Confocal imaging of cultured neurons. Neurons cultured on glass coverslips were washed with warm PBS and fixed in PFA for 20 min. Neurons were the permeabilized in TBP for 1 h, and then incubated in primary antibodies at 4° C. overnight. The following primary antibodies were used: rabbit anti-RIM1 (1:1000, RRID: AB_887774, A58), rabbit anti-ELKSα (1:500, RRID: AB_869944, A55), rabbit anti-Munc13-1 (1:500, RRID: AB_887733, A72), rabbit anti-CaV2.1 (1:1000, RRID: AB_2619841, A46), rabbit anti-RIM-BP2 (1:500, RRID: AB_2619739, A126), mouse anti-Bassoon (1:500, RRID: AB_11181058, A85), mouse anti-MAP2 (1:500, RRID: AB_477193, A108), rabbit anti-MAP2 (1:1000, RRID: AB 2138183, A139), guinea pig anti-Synaptophysin (1:500, RRID: AB_1210382, A106). After staining with primary antibodies, coverslips were rinsed twice and washed 3-4 times for 5 min in TBP. Alexa Fluor 488 (for detection of the protein of interest, anti-rabbit, RRID: AB_2576217, S5; anti-mouse IgG1, RRID: AB_2535764, S7), 546 (for detection of MAP2, anti-mouse IgG, RRID: AB_2535765, S12; anti-rabbit, RRID: AB_2534093, S16), and 633 (for detection of Synaptophysin, anti-guinea pig, RRID: AB_2535757, S34) conjugated secondary antibodies were used at 1:500 dilution in TBP. Secondary antibody staining was done for 2 h at room temperature followed by rinsing two times and washing 3-4 times 5 min in TBP. Coverslips were rinsed once with deionized water and mounted on glass slides. Images were taken on an Olympus FV1200 confocal microscope using identical settings per condition in a given experiment with a 60× oil-immersion objective and single confocal sections were analyzed in ImageJ. For quantitative analyses of synaptic protein levels, the Synaptophysin signal was used to define synaptic puncta as ROIs, and the signal intensity of the protein of interest was quantified within these ROIs. For each image, the “rolling ball” ImageJ plugin was set to a diameter of 1.4 μm for local background subtraction (Sternberg, 1983). Representative images were brightness and contrast adjusted to facilitate inspection, and adjustments were made identically across conditions. The experimenter was blind to the condition/genotype for image acquisition and analyses.

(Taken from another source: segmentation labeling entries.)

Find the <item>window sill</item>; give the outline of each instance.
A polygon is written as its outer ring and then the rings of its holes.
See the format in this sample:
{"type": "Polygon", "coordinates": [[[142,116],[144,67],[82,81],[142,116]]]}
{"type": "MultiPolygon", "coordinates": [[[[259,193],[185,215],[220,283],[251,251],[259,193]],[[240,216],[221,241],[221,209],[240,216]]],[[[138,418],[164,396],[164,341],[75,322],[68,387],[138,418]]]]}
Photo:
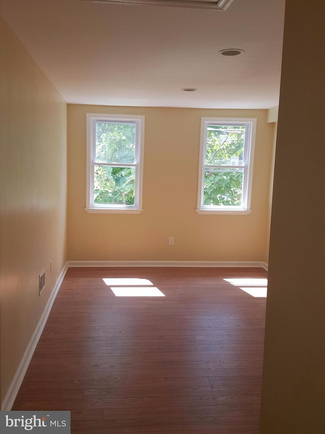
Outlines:
{"type": "Polygon", "coordinates": [[[196,210],[198,214],[234,214],[235,215],[245,215],[251,213],[251,210],[196,210]]]}
{"type": "Polygon", "coordinates": [[[85,208],[85,211],[90,214],[140,214],[143,210],[138,208],[85,208]]]}

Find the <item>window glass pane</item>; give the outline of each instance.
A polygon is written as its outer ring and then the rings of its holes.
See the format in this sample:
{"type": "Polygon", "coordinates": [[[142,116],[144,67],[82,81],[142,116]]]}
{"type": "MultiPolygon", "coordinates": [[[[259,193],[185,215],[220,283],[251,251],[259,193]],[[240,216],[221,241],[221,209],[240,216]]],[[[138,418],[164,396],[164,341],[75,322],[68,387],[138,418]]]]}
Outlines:
{"type": "Polygon", "coordinates": [[[96,163],[134,163],[135,124],[96,122],[96,163]]]}
{"type": "Polygon", "coordinates": [[[135,167],[95,166],[94,202],[134,205],[135,167]]]}
{"type": "Polygon", "coordinates": [[[206,169],[204,205],[241,206],[243,169],[206,169]]]}
{"type": "Polygon", "coordinates": [[[244,126],[208,125],[205,164],[243,165],[244,126]]]}

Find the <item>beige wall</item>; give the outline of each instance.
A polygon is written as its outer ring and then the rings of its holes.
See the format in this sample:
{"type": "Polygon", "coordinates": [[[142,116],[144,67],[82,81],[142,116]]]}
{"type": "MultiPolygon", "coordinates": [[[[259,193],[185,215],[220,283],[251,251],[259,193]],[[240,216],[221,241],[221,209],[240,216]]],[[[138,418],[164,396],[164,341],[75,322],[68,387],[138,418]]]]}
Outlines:
{"type": "Polygon", "coordinates": [[[261,434],[325,432],[324,16],[286,0],[261,434]]]}
{"type": "Polygon", "coordinates": [[[266,260],[273,132],[267,110],[68,105],[68,112],[69,260],[266,260]],[[141,214],[85,211],[87,112],[145,115],[141,214]],[[201,117],[257,118],[248,215],[195,211],[201,117]],[[169,236],[175,246],[168,245],[169,236]]]}
{"type": "Polygon", "coordinates": [[[266,233],[265,262],[269,262],[269,251],[270,249],[270,230],[271,228],[271,214],[272,206],[272,196],[273,194],[273,180],[274,176],[274,164],[275,162],[275,149],[276,145],[276,135],[278,129],[278,114],[279,106],[272,107],[268,110],[268,122],[271,123],[273,128],[273,144],[272,147],[272,159],[271,163],[271,173],[269,186],[269,205],[268,214],[268,230],[266,233]]]}
{"type": "Polygon", "coordinates": [[[67,106],[0,25],[2,401],[66,261],[67,106]]]}

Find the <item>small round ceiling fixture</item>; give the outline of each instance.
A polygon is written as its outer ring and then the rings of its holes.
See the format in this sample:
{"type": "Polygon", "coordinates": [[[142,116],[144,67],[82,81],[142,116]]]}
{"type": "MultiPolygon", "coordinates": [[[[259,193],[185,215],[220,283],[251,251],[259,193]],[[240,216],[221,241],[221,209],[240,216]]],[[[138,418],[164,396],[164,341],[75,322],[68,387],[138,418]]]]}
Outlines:
{"type": "Polygon", "coordinates": [[[244,51],[239,48],[227,48],[226,50],[220,50],[219,52],[223,56],[239,56],[244,51]]]}

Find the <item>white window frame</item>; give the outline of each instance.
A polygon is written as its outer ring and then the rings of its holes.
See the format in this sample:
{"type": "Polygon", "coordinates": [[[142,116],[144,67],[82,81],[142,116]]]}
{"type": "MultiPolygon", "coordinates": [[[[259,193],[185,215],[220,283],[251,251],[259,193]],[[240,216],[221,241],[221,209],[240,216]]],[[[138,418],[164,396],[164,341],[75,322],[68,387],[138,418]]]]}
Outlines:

Electrophysiology. Electrophysiological recordings in cultured hippocampal neurons were performed as described (Held et al., 2020; Liu et al., 2014; Wang et al., 2016) at DIV15-19. The extracellular solution contained (in mM): 140 NaCl, 5 KCl, 2 MgCl2, 1.5 CaCl2), 10 glucose, 10 HEPES-NaOH (pH 7.4, ˜300 mOsm), for FIGS. S3A-S3D, the CaCl2) concentration was 0.5 mM instead of 1.5 mM, all recordings were performed at room temperature (20-24° C.). To assess action potential-triggered excitatory transmission, NMDAR-mediated excitatory postsynaptic currents (EPSCs) were measured to avoid network activity induced by AMPA receptor activation. For NMDAR-EPSCs, picrotoxin (PTX, 50 μM) and 6-Cyano-7-nitroquinoxaline-2,3-dione (CNQX, 20 μM) were present in the extracellular solution, for FIGS. S3E-S3H, 20 μM L-AP5 was added to the extracellular solution. Inhibitory postsynaptic currents (IPSCs) were recorded in the presence of D-amino-5-phosphonopentanoic acid (D-APV, 50 μM) and CNQX (20 μM) in the extracellular solution. Action potentials were elicited with a bipolar focal stimulation electrode fabricated from nichrome wire. Paired pulse ratios were calculated as the amplitude of the second PSC divided by the amplitude of the first PSC. The baseline value for the second PSC was taken immediately after the second stimulus artifact. For sucrose-induced EPSC recordings, TTX (1 μM), PTX (50 μM), and D-APV (50 μM) were added to the


extracellular solution, and for sucrose-induced IPSC recordings, TTX (1 μM), CNQX (20 μM), and D-APV (50 μM) were added. The RRP was estimated by application of 500 mM sucrose in extracellular solution applied via a microinjector syringe pump for 10 s at a rate of 10 pl/min through a tip with an inner diameter of 250 μm. Glass pipettes were pulled at 2-5 M92 and filled with intracellular solutions containing (in mM) for EPSC recordings: 120 Cs-methanesulfonate, 2 MgCl2, 10 EGTA, 4 Na2-ATP, 1 Na-GTP, 4 QX314-Cl, 10 HEPES-CsOH (pH 7.4, −300 mOsm) and for IPSC recordings: 40 CsCl, 90 K-gluconate, 1.8 NaCl, 1.7 MgCl2, 3.5 KCl, 0.05 EGTA, 2 Mg-ATP, 0.4 Na2-GTP, 10 phosphocreatine, 4 QX314-Cl, 10 HEPES-CsOH (pH 7.2, −300 mOsm). Cells were held at +40 mV for NMDAR-EPSC recordings and at −70 mV for sucrose EPSC, eIPSC and sucrose IPSC recordings. Access resistance was monitored during recordings and compensated to 3-5 M92, and cells were discarded if the uncompensated access exceeded 15 M92. Data were acquired at 5 kHz and lowpass filtered at 2 kHz with an Axon 700B Multiclamp amplifier and digitized with a Digidata 1440A digitizer. All data acquisition and analysis was done using pClamp10. For electrophysiological experiments, the experimenter was blind to the genotype throughout data acquisition and analysis.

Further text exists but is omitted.